When we take up a spiritual journey, we gain the ability to experience our consciousness as an ongoing, intimate dialogue within the self. We become intrigued by the processes of our own minds. As conscious people, we can see the guidance available through this invisible channel of wisdom, directions that come from within. But how to keep track and make sense of it all? Baldwin counsels:
So, now imagine a quiet place from which you contemplate the paths of action and reflection. From this quiet place you can observe both the walker and the watcher. You hear what the mind says. You record what the walker does and how the watcher responds. This is the writer: the self who acts and reflects on paper. … Writing bridges the inner and outer worlds and connects the paths of action and reflection.

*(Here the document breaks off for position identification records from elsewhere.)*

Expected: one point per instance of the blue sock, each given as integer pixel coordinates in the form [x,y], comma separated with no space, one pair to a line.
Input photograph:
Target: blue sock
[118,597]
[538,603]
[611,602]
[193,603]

As we sit down to write, the blankness of a piece of paper becomes the canvas on which we paint the inner workings of our minds. It becomes our way to visualize the elusive stream of consciousness, harness our thoughts, and shape the essence of who we are. Christina Baldwin concludes:
My journal is my life’s companion. The format changes, the pens change, the contents vary, the cast of characters comes and goes. Yet this tangible object reminds me that my life is being lived on many levels; it reminds me that I need to act, watch, reflect, write, and then act more clearly.
Life’s Companion, full of practical exercises, writing prompts, and inspiring examples of spiritual journaling, will change the way you put your thoughts on paper. Writing will become your window into the interior conversation with the wisdom of your consciousness, your newfound friend on your life-long spiritual journey.